Algorithm to group parts of documents that belong together

95 views Asked by At

I have N translations of the same document, divided into parts (lets call them verses). Some translations have omitted some verses. No translation contains ALL of the verses.

I want to 'align' the translations (i.e. create records in a database or rows in a spreadsheet) based on content, by creating groups. Each group should contain M verses, where M is the number of translations in which the verse appears, and M < N. No verse may belong to more than one group.

What I have thus far (using various APIs available for Python):

  1. Construct a 1D list of all verses in all translations (keeping track of which verses comes from which translations)
  2. For each verse:
    • Translate the verse to English using Google Translate
    • Get the tf-idf similarity of the verse relative to all other verses
    • Find the most similar verse in every other translation

In effect I end up with a graph with directional edges. Each edge has a likelihood (percentage) which shows the similarity of the verse that it points to, with the verse that it points from.

Example:

  • N = 3 translations
  • 2 verses in each translation
  • Correct grouping (like a human would group them) is (A,B,C), (D,E,F)
  • My algorithm gives: Graph of verses The correct grouping is obvious to the human eye.

How can I expand this algorithm to achieve the grouping that I need? The results will be checked by humans, so it need not be perfect, but it has to be automated.

2

There are 2 answers

1
shapiro yaacov On BEST ANSWER

Some definitions to make the explanation easier:
P(x,y) - probability from node a to b. ( e.g. above - P(a,b)=77 and P(b,a)=85 ).
CP(x,y) - combined probability. can be P(x,y) * P(y,x) or P(x,y) + P(y,x).

The algorithm I'd suggest is as follows:

Find a couple x, y with the highest CP(x, y) and then treat them as one node (a.k.a. x_y). Re-calculate the graph so each edge to any of the two nodes is taken into account. This is done pretty efficiently using a matrix representation of the graph.
Iterate this step until you have M groups.

0
Petr On

If the verses are ordered as you write in the comments, then this can easily be formulated as the edit distance problem.
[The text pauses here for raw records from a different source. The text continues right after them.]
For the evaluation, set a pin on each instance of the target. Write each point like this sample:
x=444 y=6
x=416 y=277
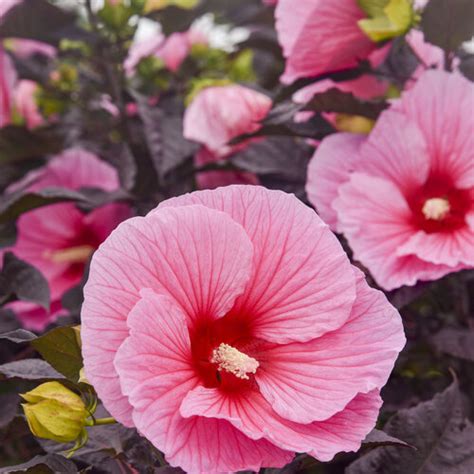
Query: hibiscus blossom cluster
x=219 y=219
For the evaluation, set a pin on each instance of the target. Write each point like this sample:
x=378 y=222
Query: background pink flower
x=7 y=83
x=172 y=50
x=404 y=197
x=319 y=36
x=233 y=318
x=59 y=239
x=216 y=116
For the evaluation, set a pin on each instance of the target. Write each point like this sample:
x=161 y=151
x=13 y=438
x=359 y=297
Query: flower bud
x=54 y=412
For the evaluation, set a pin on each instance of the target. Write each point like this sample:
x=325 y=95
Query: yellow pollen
x=232 y=360
x=78 y=254
x=436 y=208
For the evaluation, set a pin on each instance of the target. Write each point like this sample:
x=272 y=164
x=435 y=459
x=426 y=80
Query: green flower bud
x=54 y=412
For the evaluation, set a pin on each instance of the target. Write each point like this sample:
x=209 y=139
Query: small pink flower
x=404 y=196
x=25 y=103
x=215 y=117
x=7 y=83
x=231 y=330
x=320 y=36
x=59 y=239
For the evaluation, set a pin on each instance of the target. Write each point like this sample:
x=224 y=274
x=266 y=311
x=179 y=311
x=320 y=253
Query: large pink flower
x=320 y=36
x=59 y=239
x=7 y=82
x=404 y=196
x=216 y=116
x=230 y=328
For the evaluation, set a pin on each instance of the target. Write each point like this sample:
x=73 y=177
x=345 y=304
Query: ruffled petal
x=330 y=166
x=396 y=151
x=314 y=380
x=332 y=26
x=442 y=248
x=198 y=257
x=253 y=415
x=302 y=284
x=374 y=216
x=197 y=444
x=158 y=344
x=441 y=104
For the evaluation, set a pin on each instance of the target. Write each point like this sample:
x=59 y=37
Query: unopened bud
x=55 y=412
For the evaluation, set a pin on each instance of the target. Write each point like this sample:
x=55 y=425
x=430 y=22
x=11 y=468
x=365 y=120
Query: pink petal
x=215 y=179
x=218 y=114
x=396 y=151
x=306 y=382
x=199 y=257
x=374 y=216
x=302 y=284
x=158 y=344
x=197 y=444
x=442 y=248
x=441 y=104
x=330 y=166
x=253 y=415
x=319 y=36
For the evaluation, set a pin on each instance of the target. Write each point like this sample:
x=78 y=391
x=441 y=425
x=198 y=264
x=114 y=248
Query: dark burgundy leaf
x=18 y=336
x=29 y=369
x=60 y=348
x=439 y=429
x=21 y=281
x=163 y=128
x=51 y=463
x=19 y=202
x=335 y=100
x=8 y=407
x=378 y=438
x=455 y=342
x=448 y=23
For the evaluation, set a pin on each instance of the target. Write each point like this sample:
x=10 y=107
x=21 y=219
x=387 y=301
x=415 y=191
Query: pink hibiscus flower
x=320 y=36
x=229 y=327
x=216 y=116
x=59 y=239
x=404 y=196
x=7 y=83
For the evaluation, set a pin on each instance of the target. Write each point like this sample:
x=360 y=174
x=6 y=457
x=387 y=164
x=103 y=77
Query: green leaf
x=448 y=23
x=60 y=347
x=373 y=8
x=21 y=281
x=395 y=20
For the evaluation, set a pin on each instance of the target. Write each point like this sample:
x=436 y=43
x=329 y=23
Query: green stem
x=104 y=421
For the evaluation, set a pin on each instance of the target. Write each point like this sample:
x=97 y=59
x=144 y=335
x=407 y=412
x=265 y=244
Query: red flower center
x=439 y=206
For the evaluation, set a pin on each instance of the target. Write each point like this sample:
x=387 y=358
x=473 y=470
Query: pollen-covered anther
x=79 y=254
x=231 y=360
x=436 y=208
Firstly assume you have only two languages. You can reformulate your problem as follows: you need to convert one translation (A) to another (B) with following operations: you can either delete a verse (this will mean that this verse is present in A, but not in B), you can insert a verse (meaning it is not present in A, but is present in B), or you can substitute one verse with another (meaning that you match these two verses). You can assign costs to each of these operations; the cost for substituting will depend on verses similarity that you have already calculated, and you will need to define the cost for insertion or deletion somehow (you might need to experiment in this). After this, you run the standard algorithm mentioned in the Wikipedia, and you get your matching in quadratic time.

If you have more then two languages, you can either use a similar exact algorithm, but it will run slower (O(N^k) with N begin the maximal number of verses and k begin the number of languages), or you might employ some approximate algorithm such as match two languages first, then add third language, etc.